When Jesus was walking along the shore of the Sea of Galilee and called out to Simon and Andrew, he was calling them to a new identity. They had been fishermen and as fishermen they cast out nets, caught fish, mended nets, and brought the fish to market. Jesus called out to them and said that he would change their identity. No longer would they be fishermen but they would become fishers for people.

Some of the translations read, "I will make you fish for people" rather than "I will make you fishers of people." At first glance it may seem as though there is no great difference between "fish for people" and "fishers for people." But there is a major difference. If Jesus told Simon and Andrew that he would make them fish for people then he would only have been calling them to do a different task. However, by calling Simon and Andrew to become fishers for people, Jesus was calling them to a new identity. No longer would they be fishermen and do the tasks that fishermen do but they would shift their identity and become fishers for people and do the tasks associated with that. Jesus was calling them to a new identity – not just a new task.

I like to make a lot of lists. I make lists of what I need to get at the store and most importantly I make lists of what tasks I need to do in a given day or a given week. So for instance part of my list for this week went something like this:

write up bulletin information and e-mail to Ruth,

write sermon,

prepare Presbyterian Women bible study,

do lesson plan for adult Sunday School,

have lunch with clergywomen.

That’s just a snippet but you get the idea. Each of the items on this list are specific tasks that I had for this week. When I completed a task I could mark through it on my list – it had been completed.

So if Jesus called Simon and Andrew to fish for people that could have been just one more item to add to their list for the day.

Go fishing,

mend net,

de-bone fish for market,

fish for people.

It would be just one more thing to check off at the end of the day. So that’s why it is important that Jesus didn’t tell Simon and Andrew that he would make them fish for people but that they would become fishers for people.

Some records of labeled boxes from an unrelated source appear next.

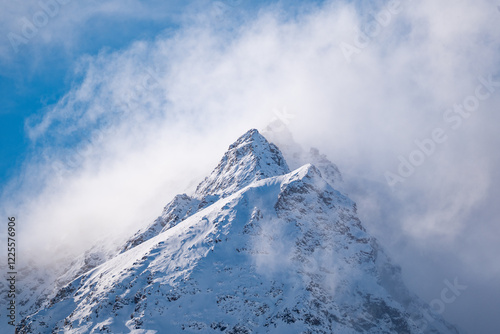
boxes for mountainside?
[13,130,458,334]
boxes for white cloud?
[0,0,500,332]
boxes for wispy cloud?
[2,0,500,332]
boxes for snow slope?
[19,130,458,334]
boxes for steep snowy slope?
[19,130,458,334]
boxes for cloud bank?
[2,0,500,332]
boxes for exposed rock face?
[11,130,458,334]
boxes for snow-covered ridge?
[15,130,458,334]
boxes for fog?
[1,0,500,333]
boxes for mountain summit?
[195,129,290,198]
[18,130,458,334]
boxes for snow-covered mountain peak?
[194,129,290,199]
[11,130,458,334]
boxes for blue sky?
[0,0,500,333]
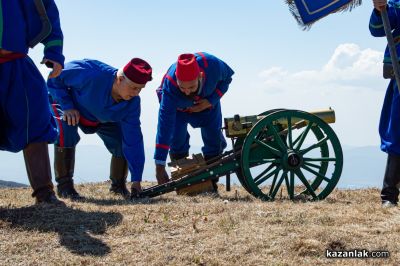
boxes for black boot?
[110,155,130,198]
[23,142,63,204]
[381,154,400,205]
[54,146,83,200]
[169,152,189,162]
[204,155,219,193]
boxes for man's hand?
[372,0,387,12]
[63,109,80,126]
[156,164,169,185]
[40,58,62,79]
[186,99,212,113]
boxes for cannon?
[139,108,343,201]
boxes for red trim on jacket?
[0,52,26,64]
[215,89,224,98]
[79,116,100,127]
[156,144,169,150]
[51,104,64,148]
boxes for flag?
[286,0,362,29]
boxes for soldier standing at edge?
[369,0,400,207]
[0,0,64,204]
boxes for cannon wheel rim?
[241,110,343,200]
[233,108,286,194]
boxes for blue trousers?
[52,104,125,157]
[0,56,57,152]
[379,80,400,155]
[170,103,227,156]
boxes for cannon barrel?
[223,108,336,138]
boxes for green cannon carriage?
[140,109,343,200]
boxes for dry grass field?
[0,183,400,265]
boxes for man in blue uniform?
[154,53,234,190]
[47,58,152,199]
[0,0,64,203]
[369,0,400,207]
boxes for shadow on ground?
[0,205,122,256]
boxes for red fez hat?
[175,54,200,81]
[123,58,153,84]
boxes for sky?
[30,0,388,151]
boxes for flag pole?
[381,7,400,93]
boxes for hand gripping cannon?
[140,109,343,200]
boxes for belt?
[0,49,26,64]
[79,116,100,127]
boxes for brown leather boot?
[54,146,83,200]
[204,155,219,193]
[23,142,62,204]
[110,155,130,198]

If one is a fisher for people then the tasks that one does will flow from that identity. But what in the world does Jesus mean by telling Simon and Andrew that they will become fishers for people? When I was growing up and heard this passage, I would imagine Simon and Andrew going out into crowded marketplaces with their rod and reel casting into the crowd, hoping to hook someone and reel them in to Christ. But that isn’t exactly what Jesus is talking about here. He wasn’t just calling Simon and Andrew to exchange their fishing hole and do the same tasks on dry land. With a change in identity comes a change in tasks.

When Jesus was calling Simon, Andrew, James, and John to follow him, he was calling them to become disciples. They would change their identity from fishermen on the Sea of Galilee to disciples of Christ. Discipleship is an identity, not a task.

If discipleship were a task, we could add it to our daily lists:

go to grocery store,

pick up kids from school,

do discipleship,

fix dinner.

But discipleship isn’t just a task that we can do each day and then cross off our list. Discipleship is an identity – not a task. If discipleship is our identity then the tasks that we list for the day will spring from that identity. So the list of tasks for a disciple may look something like:

read Bible,

pick up kids from school and tell them I love them,

go through closet, pull out clothes I no longer wear and donate them to charity,

fix dinner and make extra for sick friend,

pray.

These tasks, though mundane, stem from one’s identity as disciple. Being a disciple or follower of Jesus isn’t something that we do. It is something we become.

The call has gone out and we have confessed ourselves to be disciples. What tasks do we need to do in order to fulfill that identity?